D-Day is recognized as a major turning point of World War II. This year, we honor the 76th anniversary of the D-Day invasion with a little D-Day history and some interesting facts you may now know about one of the most notorious events in the history of modern warfare.
Operation Overlord, the Allied invasion of Nazi-occupied France via the English Channel and beaches of Normandy, is one of the most notorious and important operations in Military History. Landing on those beaches – the D-Day Invasion – was a massive, uniquely coordinated attack, that turned the tides of the war in favor of the Allies.
Interestingly, there really isn’t any significant “D-Day” meaning as it relates to the Normandy Beach invasion. D-day was simply the term used to indicate the launch date of a mission before the actual date was chosen. Once a date was chosen, the term D-Day was used to keep it a secret from the enemy. As it turns out, this particular mission altered the course of history, and we continue to refer to Allied troops storming the beaches of Normandy as “D-Day.”
While the D-Day Invasion was scheduled to take place on June 5, 1944, bad weather forced a delay. When forecasts showed a brief window of clear weather the next morning, the decision was made to move forward with the mission.
Around midnight on June 6th, airborne troops were dropped behind enemy lines, inland from the coastline and beaches of Normandy. Their mission was to sabotage bridges, railroad lines, and any other thoroughfare which could be used to provide reinforcements to the Germans once the attack was underway.
Despite the rough waters, the D-Day Invasion took place just after dawn the same day, and one of the bloodiest battles of the war was underway. Germans had previously lined the Normandy landing zone with a wall of obstacles making amphibious invasion incredibly difficult, and the day wasn’t without significant loss. Nearly 4,500 Allied soldiers lost their lives during the Normandy invasion; however, by nightfall, roughly 140,000 Allied troops had successfully made it ashore.
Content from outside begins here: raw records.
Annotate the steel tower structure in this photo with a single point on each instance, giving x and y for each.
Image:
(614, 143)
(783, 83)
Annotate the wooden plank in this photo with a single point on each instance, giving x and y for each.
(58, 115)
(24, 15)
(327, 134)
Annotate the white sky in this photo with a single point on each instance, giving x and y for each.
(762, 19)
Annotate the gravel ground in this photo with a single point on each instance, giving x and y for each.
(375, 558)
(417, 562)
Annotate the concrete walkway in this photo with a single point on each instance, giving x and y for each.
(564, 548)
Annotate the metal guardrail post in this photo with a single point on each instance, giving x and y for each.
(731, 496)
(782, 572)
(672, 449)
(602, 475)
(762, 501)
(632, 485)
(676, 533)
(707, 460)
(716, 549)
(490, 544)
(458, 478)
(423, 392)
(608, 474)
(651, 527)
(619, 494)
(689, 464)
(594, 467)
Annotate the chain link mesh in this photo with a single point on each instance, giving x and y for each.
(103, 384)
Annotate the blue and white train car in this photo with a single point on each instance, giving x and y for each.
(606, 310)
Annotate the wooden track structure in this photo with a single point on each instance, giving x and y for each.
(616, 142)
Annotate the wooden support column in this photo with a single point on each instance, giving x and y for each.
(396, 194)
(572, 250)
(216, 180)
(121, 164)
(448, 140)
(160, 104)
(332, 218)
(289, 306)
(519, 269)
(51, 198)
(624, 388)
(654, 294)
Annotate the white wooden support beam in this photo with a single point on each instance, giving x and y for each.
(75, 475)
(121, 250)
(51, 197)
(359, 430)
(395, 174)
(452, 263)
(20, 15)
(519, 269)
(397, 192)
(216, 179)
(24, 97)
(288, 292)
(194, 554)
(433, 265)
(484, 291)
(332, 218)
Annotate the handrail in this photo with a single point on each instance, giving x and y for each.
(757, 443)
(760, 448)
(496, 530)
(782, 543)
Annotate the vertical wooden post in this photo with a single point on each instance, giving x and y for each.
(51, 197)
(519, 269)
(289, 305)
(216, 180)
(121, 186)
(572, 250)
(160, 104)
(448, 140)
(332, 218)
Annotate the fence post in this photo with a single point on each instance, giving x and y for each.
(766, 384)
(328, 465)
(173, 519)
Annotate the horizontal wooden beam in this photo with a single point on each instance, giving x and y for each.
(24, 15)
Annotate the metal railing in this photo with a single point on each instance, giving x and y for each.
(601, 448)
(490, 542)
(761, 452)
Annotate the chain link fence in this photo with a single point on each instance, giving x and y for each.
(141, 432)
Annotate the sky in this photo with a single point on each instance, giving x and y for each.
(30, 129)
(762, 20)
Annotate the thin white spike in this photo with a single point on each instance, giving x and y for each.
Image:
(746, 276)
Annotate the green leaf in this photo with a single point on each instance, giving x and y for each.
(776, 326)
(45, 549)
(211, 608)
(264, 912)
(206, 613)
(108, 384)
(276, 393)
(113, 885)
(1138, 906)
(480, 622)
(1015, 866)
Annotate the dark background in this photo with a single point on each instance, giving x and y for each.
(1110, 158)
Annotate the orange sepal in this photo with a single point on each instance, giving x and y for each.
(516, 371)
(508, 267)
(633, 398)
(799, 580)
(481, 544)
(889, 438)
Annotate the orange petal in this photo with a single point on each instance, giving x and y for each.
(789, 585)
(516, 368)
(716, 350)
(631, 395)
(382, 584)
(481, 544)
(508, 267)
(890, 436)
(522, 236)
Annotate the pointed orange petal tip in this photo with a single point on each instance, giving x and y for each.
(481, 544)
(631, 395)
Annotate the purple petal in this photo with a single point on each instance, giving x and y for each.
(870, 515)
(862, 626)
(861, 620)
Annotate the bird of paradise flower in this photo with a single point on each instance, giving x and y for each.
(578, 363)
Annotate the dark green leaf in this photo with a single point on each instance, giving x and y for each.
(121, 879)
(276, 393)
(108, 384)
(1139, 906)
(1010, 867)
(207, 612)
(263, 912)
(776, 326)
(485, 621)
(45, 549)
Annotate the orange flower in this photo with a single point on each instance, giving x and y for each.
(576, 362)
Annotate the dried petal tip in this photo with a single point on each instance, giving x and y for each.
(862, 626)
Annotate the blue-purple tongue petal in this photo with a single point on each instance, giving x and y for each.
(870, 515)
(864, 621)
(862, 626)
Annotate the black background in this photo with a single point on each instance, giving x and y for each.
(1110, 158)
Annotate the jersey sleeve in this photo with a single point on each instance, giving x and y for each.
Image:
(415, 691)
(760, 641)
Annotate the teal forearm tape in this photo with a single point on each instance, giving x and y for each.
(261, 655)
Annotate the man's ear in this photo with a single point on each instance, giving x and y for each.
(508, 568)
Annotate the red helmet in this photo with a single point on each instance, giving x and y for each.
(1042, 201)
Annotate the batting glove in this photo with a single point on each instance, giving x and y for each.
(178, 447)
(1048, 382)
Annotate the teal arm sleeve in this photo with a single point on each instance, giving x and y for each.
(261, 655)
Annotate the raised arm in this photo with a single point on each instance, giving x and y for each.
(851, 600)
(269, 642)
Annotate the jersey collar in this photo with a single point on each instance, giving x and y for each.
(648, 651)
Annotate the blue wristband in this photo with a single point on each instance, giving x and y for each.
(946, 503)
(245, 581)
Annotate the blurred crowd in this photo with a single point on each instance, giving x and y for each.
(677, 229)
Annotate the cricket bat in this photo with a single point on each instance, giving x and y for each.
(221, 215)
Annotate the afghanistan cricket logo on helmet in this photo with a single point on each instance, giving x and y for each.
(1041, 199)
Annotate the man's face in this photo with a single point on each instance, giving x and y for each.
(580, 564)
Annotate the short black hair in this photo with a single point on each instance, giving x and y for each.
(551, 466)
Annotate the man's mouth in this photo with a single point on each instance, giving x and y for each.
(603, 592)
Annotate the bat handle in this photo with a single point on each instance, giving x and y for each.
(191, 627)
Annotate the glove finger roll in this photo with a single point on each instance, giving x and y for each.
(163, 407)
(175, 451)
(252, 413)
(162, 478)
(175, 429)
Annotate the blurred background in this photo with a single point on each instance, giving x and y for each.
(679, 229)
The D-Day invasion created the opportunity for Allies to set up shop in Nazi-occupied Europe, and the German Army began to retreat. Additional offensives to advance inland were underway within three months of D-Day.
Less than a year later, Germany formally surrendered to the Allies and victory was declared in Europe. This date, May 8th, continues to be celebrated today as V-E (Victory in Europe) Day.
On September 2, 1945, World War II officially ended with the surrender of Japan. This date is known as V-J (Victory over Japan) Day.